A EXTINÇÃO DA ESPÉCIE

O relógio marca 21h. O vento, úmido por conta da chuva que cessara há algumas horas, é agradável ao meu rosto. Olho pela janela, observo o céu escuro e me pergunto por onde andam as estrelas. Sento-me em meu lugar habitual. Na TV há um desses programas entediantes, tipicamente de domingo.

Ao meu redor, algumas pessoas observam a TV, outros continuam enviando mensagens ao celular, incessantemente. Pareço ser a única inquieta. Minha mente está processando alguma coisa. Não consigo decifrar. Há algo de estranho nesse cenário.

Ouço um zumbido do lado de fora e, em seguida, algo bater na vidraça. Mas todos continuam... Vidrados. Novamente o zumbido. Preparo-me em posição de caça, como se qualquer barulho vindo de fora me fosse um ameaça. Dessa vez foram apenas zumbidos.

No momento em que me distraio em meus indecifráveis pensamentos, aquele mesmo zumbido torna-se cada vez mais próximo e, ao me curvar à esquerda, vejo-o: um inseto desconhecido, enorme, de corpo escuro, asas transparentes, ziguezagueando enquanto faz o seu zumbido constante. Preparo-me, mas em posição de defesa. O inimigo já havia invadido o território ao passar pela pequena brecha da janela.
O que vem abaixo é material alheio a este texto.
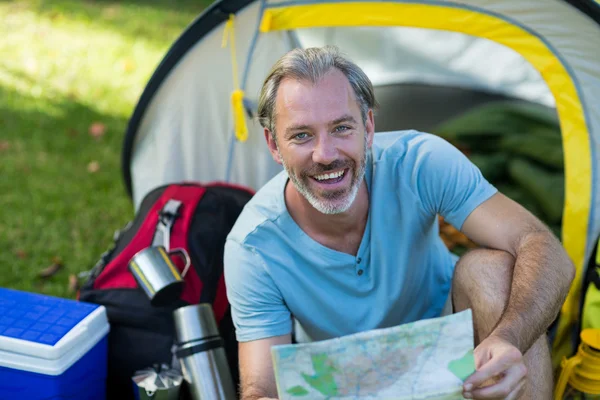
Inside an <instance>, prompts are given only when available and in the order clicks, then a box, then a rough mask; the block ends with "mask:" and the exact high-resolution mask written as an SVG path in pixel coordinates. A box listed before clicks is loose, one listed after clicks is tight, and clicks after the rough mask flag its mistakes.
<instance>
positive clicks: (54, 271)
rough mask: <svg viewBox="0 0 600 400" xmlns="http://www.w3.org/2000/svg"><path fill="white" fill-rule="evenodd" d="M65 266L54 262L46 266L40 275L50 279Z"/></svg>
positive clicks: (61, 263)
mask: <svg viewBox="0 0 600 400" xmlns="http://www.w3.org/2000/svg"><path fill="white" fill-rule="evenodd" d="M62 267H63V265H62V263H57V262H53V263H52V264H51V265H50V266H48V267H46V268H44V269H43V270H41V271H40V272H39V273H38V277H39V278H42V279H48V278H51V277H53V276H54V275H56V273H57V272H58V271H60V269H61V268H62Z"/></svg>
Agora as outras pessoas parecem também notar a presença do tal inseto. Alguns correm, outros continuam em seus lugares, mas é a senhora minha vó, matriarca da casa, quem pega um chinelo e sem qualquer piedade, acerta o invasor. O corpo encontra-se ao chão, esmago.

Embora antes estivesse temendo o inseto, agora sinto-me frustrada, talvez até culpada por presenciar a morte de um ser desconhecido e nada fazer. Mas, afinal, o desconhecido não é sempre temido? O problema é que cada um reage da maneira que lhe convém, geralmente sem, antes, refletir.
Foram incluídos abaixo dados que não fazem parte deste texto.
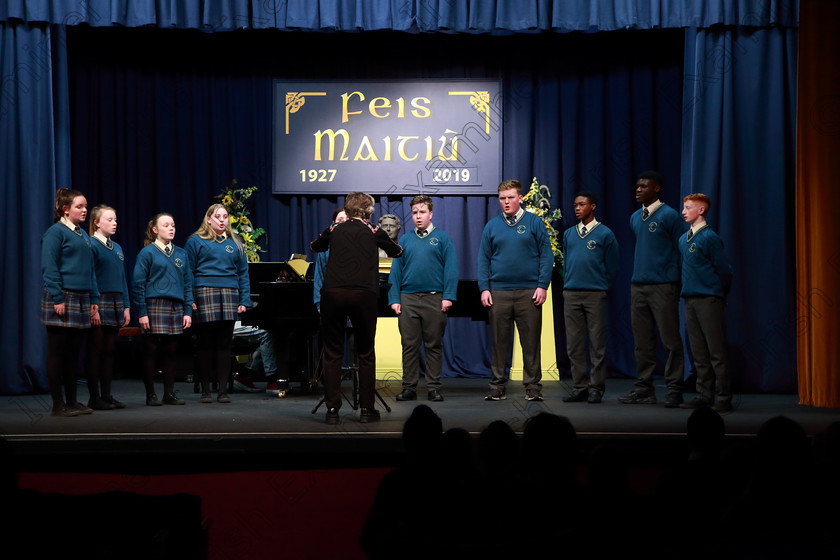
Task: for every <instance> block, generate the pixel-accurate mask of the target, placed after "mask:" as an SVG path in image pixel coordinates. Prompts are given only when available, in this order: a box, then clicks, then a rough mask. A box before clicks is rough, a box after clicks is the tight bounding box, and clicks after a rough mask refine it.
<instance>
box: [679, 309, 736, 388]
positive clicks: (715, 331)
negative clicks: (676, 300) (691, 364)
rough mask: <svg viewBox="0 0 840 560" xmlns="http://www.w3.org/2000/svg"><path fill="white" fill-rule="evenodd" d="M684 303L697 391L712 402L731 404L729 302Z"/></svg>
mask: <svg viewBox="0 0 840 560" xmlns="http://www.w3.org/2000/svg"><path fill="white" fill-rule="evenodd" d="M684 300H685V327H686V331H687V332H688V342H689V344H690V345H691V355H692V357H693V358H694V368H695V369H696V370H697V392H698V393H699V394H700V398H702V399H703V400H705V401H708V402H710V403H711V402H718V403H721V404H729V403H730V402H731V401H732V381H731V374H730V371H729V353H728V352H727V350H726V319H725V309H726V300H724V299H723V298H719V297H715V296H692V297H686V298H684Z"/></svg>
Enquanto me forço a assistir ao tal programa, ouço outro zumbido semelhante, mas sequer tive tempo para armar qualquer posição que fosse. O inimigo deu um rasante e foi em direção ao corpo estatelado ao chão. Provavelmente procurava por seu companheiro ou companheira (não havia como decifrar sexo). Dessa vez, todos estavam de prontidão e a matriarca novamente não perdoou a presença do inseto, dando-lhe uma única chinelada, não havendo tempo para que eu lhe impedisse.

Dois corpos: um esmagado, o outro intacto, embora sem vida. Dois assassinatos. Um crime de extinção da espécie. Sinto remorso e novamente inquietação. Sou a única. Todos voltam aos seus lugares habituais, como se nada houvesse acontecido.